This is where Zuckerman is one big step ahead: In 2008 he helped create a gigantic computer program called Media Cloud, which has indexed every article from the top 25 mainstream U.S. news outlets and every post from the top 1,000 blogs from the past four years. That’s hundreds of terabytes’ worth of text, over 43 million articles, all searchable and visualizable.

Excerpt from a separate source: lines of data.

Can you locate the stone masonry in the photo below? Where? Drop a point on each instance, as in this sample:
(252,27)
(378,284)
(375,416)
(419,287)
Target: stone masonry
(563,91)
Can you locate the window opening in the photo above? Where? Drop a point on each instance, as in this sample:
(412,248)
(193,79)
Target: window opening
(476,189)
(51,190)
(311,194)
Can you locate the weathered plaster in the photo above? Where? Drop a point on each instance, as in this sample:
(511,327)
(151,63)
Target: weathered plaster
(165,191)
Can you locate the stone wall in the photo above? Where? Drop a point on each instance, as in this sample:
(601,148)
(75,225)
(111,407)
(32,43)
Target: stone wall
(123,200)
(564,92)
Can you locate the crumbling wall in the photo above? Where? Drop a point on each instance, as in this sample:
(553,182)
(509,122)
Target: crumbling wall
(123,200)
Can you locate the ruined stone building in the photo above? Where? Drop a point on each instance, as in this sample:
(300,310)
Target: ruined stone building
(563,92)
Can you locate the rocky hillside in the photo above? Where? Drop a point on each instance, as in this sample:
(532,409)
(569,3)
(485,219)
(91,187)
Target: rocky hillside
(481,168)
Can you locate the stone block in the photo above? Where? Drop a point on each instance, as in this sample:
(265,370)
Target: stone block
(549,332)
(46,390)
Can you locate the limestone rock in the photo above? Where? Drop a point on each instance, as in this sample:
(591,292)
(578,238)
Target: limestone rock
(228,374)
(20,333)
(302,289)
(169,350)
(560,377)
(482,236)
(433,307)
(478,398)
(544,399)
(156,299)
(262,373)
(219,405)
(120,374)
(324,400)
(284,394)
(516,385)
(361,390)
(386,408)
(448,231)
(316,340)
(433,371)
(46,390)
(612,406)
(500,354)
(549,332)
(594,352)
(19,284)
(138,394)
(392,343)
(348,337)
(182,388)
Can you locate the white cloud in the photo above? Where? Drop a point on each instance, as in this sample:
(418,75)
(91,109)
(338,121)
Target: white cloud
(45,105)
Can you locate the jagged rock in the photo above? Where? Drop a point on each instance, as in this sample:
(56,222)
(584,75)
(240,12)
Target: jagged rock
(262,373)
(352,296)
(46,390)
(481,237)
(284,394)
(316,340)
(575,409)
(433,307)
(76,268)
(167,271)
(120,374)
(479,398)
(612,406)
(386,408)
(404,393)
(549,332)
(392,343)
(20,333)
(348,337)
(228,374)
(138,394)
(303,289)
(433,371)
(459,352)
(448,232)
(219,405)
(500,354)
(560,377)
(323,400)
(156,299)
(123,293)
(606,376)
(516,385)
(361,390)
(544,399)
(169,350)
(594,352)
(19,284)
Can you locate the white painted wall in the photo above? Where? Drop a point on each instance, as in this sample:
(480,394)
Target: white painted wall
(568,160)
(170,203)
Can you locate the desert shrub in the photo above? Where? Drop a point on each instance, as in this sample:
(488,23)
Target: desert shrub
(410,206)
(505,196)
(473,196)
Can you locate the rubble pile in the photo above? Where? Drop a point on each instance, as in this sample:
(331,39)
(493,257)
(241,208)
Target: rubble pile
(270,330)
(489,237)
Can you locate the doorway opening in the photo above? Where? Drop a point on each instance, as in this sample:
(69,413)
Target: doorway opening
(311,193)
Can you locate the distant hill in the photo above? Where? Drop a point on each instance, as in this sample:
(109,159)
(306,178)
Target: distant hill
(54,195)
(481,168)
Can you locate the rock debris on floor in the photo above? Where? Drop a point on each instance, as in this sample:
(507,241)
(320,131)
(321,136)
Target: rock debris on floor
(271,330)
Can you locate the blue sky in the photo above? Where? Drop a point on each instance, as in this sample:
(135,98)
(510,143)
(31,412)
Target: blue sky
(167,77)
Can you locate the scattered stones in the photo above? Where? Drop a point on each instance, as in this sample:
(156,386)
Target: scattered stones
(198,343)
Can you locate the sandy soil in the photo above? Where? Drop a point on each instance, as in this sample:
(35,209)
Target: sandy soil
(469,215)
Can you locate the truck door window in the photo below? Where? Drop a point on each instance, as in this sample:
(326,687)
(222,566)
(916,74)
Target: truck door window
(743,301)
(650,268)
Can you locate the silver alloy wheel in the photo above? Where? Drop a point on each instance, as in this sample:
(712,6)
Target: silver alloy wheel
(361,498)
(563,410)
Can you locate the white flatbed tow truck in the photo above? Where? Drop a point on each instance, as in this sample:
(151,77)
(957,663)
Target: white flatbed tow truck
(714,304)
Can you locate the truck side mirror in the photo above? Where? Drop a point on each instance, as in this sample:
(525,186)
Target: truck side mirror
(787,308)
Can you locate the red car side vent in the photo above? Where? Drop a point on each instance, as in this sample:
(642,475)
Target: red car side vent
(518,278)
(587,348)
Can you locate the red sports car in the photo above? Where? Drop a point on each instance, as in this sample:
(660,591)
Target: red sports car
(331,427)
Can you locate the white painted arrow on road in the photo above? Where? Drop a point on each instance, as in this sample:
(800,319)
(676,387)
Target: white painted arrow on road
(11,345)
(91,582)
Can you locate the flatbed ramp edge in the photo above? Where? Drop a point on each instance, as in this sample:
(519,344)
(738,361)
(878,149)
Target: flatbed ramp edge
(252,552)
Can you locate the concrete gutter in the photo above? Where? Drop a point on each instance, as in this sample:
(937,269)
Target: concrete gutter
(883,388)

The data is publicly available in daily chunks, but save for Bruce Etling’s work with Russian-language media, it’s a rich database waiting to be mined.

Zuckerman said he is inspired by the quantified self movement, the people who obsessively record every last bit of data about heart rate, sleep cycle, diet, exercise habits. He pulls out a Fitbit, a sort of high-tech pedometer, which shows he hasn’t taken as many steps today as he had thought.

“It says to me, perhaps I want to walk a little bit further later today, and I will walk to the restaurant where I’m meeting folks for dinner, rather than driving,” he said. That’s descriptive information acting prescriptive. Zuckerman is making a choice he might not have made without the information.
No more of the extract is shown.